On Thursdays, we highlight an oral history featuring a health care leader who shaped the past and laid the foundation for the future. Since 1978, the AHA has conducted more than 100 interviews as part of this project, and transcripts are available in the oral history collection on the AHA’s Resource Center webpage. The following oral history with Dr. David Lawrence comes from an interview conducted in 2013.

David M. Lawrence, M.D., renowned as one of the health care field’s most forward-thinking and thought-provoking executives, led the Kaiser Foundation Health Plan and Hospitals in various capacities for more than 21 years. At the age of 16, Lawrence worked for a summer on an old WWII-vintage Liberty ship, which sailed from Portland to Asia. His love for travel — further pursued during and after medical school by working and traveling in Bolivia, the Dominican Republic, and Chile — also demonstrated his interest in learning about people of diverse cultures.

During medical school at the University of Kentucky, Lawrence studied medical problems people encountered in Bolivia for four months. After earning his medical degree, he worked in the Peace Corps in the Dominican Republic, which was followed by overseeing Peace Corps volunteers around the country, and the world. Then in 1970, Lawrence went to Chile for two years as a public health advisor as part of Johns Hopkins University’s Hygiene and Public Health program.
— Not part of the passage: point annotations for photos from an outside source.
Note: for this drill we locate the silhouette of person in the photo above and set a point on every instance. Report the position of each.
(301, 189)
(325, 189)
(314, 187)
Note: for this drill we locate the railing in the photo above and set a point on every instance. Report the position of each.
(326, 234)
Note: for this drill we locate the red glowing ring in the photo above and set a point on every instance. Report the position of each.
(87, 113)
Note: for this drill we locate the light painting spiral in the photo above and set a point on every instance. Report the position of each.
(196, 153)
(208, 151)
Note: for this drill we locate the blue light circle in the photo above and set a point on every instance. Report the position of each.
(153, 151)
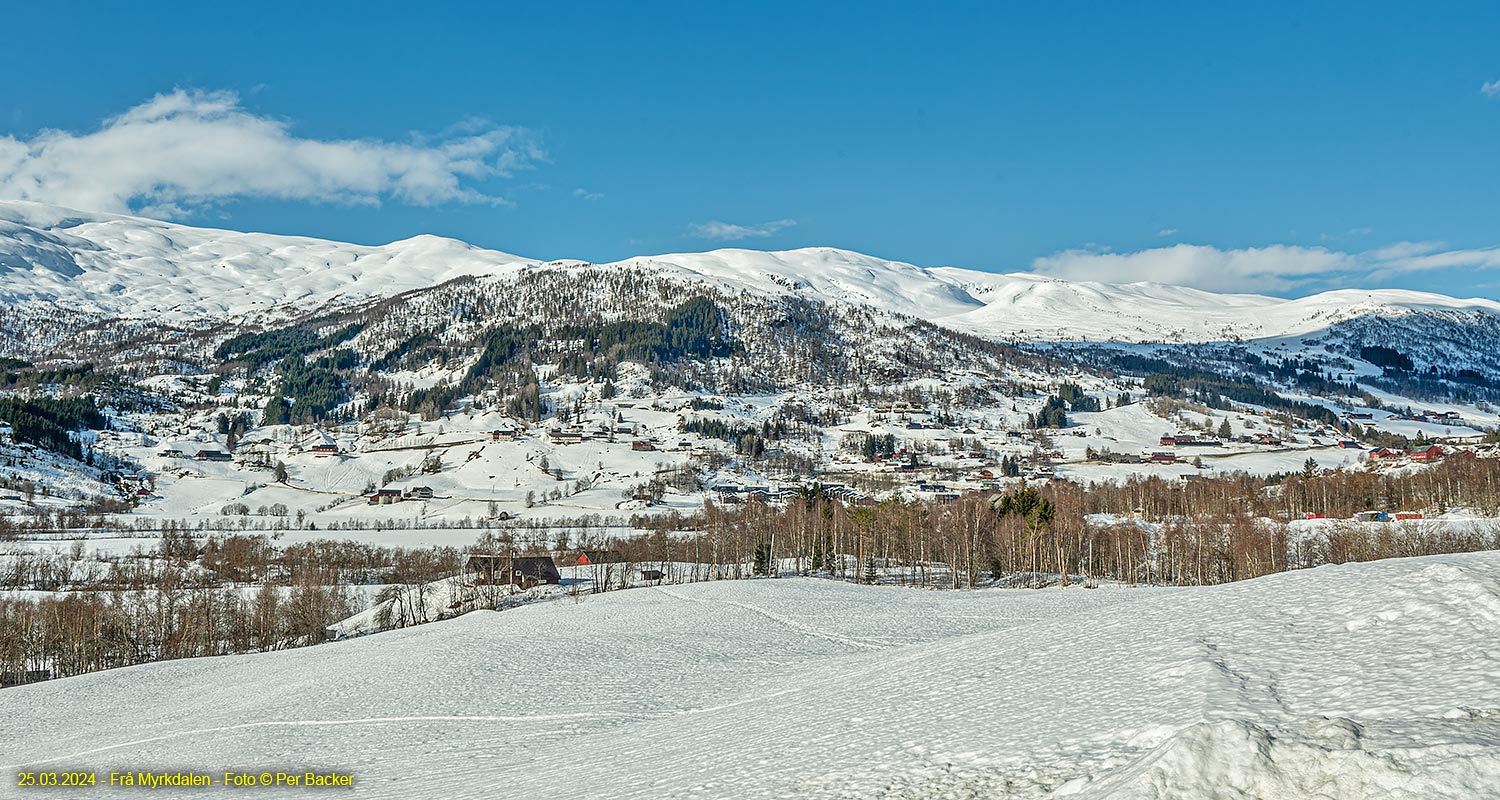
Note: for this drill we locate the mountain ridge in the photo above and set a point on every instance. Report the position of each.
(123, 266)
Later, back in the States with a growing family, Lawrence took a job with the Permanente Medical Group, becoming the Area Medical Director for the Bess Kaiser Region. Advancing within the Kaiser Permanente organization, Lawrence spent time in Denver and then moved into leadership in the Northern California Region. In 1991, Lawrence became president and CEO of Kaiser Permanente, a position he held for a decade.

In this oral history, Lawrence talks about his experiences related to leadership during the quality movement and the difficulties of choosing an electronic health record platform that would be acceptable to the geographically dispersed providers in the Kaiser Permanente system. He describes a groundbreaking partnership approach to labor relations that he worked out with leadership of the AFL-CIO, despite a challenging interpersonal relationship with the head of the labor organization. Finally, in a look to the future, Lawrence describes innovative medical technologies that he comes across as part of his work with young entrepreneurs.